VILLE DE GAZA — Une Journée de la Nakba hautement volatile a pris une tournure catastrophique lorsqu'une frappe aérienne israélienne a frappé un quartier résidentiel à Gaza, tuant au moins sept personnes. Les Forces de défense israéliennes (FDI) ont déclaré que l'opération était une frappe ciblée chirurgicalement visant un membre de haut rang du Hamas, mais le lourd bilan civil a immédiatement déclenché une colère généralisée et alimenté une confrontation régionale déjà tendue.
La frappe mortelle coïncidait avec les manifestations annuelles de la Journée de la Nakba, une journée symbolique de deuil où les Palestiniens commémorent le déplacement de centaines de milliers de personnes lors de la guerre de 1948.
Selon des témoins et des services d'urgence locaux, l'explosion s'est produite en début d'après-midi, nivelant complètement un immeuble résidentiel de plusieurs étages et endommageant gravement les structures environnantes. Des panaches de fumée grise s'élevaient au-dessus de la ligne d'horizon de la ville bondée alors que des voisins et des secouristes se précipitaient sur les lieux, fouillant les décombres en béton à mains nues pour trouver des survivants.
Les FDI ont publié une déclaration peu après l'attaque, confirmant que ses avions avaient ciblé un appartement spécifique dans le bâtiment. Des responsables militaires ont affirmé que l'emplacement était utilisé comme un poste opérationnel actif par un membre éminent du Hamas impliqué dans la planification d'actions hostiles transfrontalières récentes. L'armée a soutenu que des mesures avaient été prises pour atténuer le risque pour les civils à proximité, mais a accusé le Hamas d'incorporer intentionnellement son infrastructure militaire dans des zones civiles densément peuplées.
Des responsables médicaux à l'hôpital central de Gaza ont confirmé que sept corps avaient été récupérés des débris, y compris des femmes et des enfants qui se trouvaient à l'intérieur ou à proximité de la structure lorsque le missile a frappé.

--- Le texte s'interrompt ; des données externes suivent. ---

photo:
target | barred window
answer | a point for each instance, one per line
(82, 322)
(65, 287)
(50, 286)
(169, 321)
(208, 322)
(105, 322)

Des dizaines d'autres ont été transportées d'urgence dans des salles de soins, souffrant de blessures par éclats et de blessures dues à l'explosion.
Des familles affligées se sont rassemblées à la morgue de l'hôpital, pleurant et criant de chagrin alors que les victimes étaient amenées. Des leaders communautaires locaux ont condamné le timing de l'attaque, accusant les forces israéliennes d'une escalade délibérée en un jour où les Palestiniens étaient déjà rassemblés en masse pour marquer leurs griefs historiques.
La Journée de la Nakba avait déjà vu des manifestations tendues et généralisées à Gaza et en Cisjordanie avant que la frappe ne se produise. À la suite de l'effusion de sang de l'après-midi, l'atmosphère est passée d'un souvenir solennel à une colère intense.
Des porte-parole du Hamas ont émis une condamnation sévère, avertissant que "l'assassinat et le massacre de civils" ne resteraient pas impunis et menaçant d'une réponse sévère. Des analystes en sécurité expriment de vives inquiétudes quant au fait que cet incident pourrait déclencher un nouveau cycle de tirs de roquettes en représailles depuis Gaza et des contre-offensives militaires israéliennes à grande échelle, brisant le fragile calme relatif des semaines précédentes.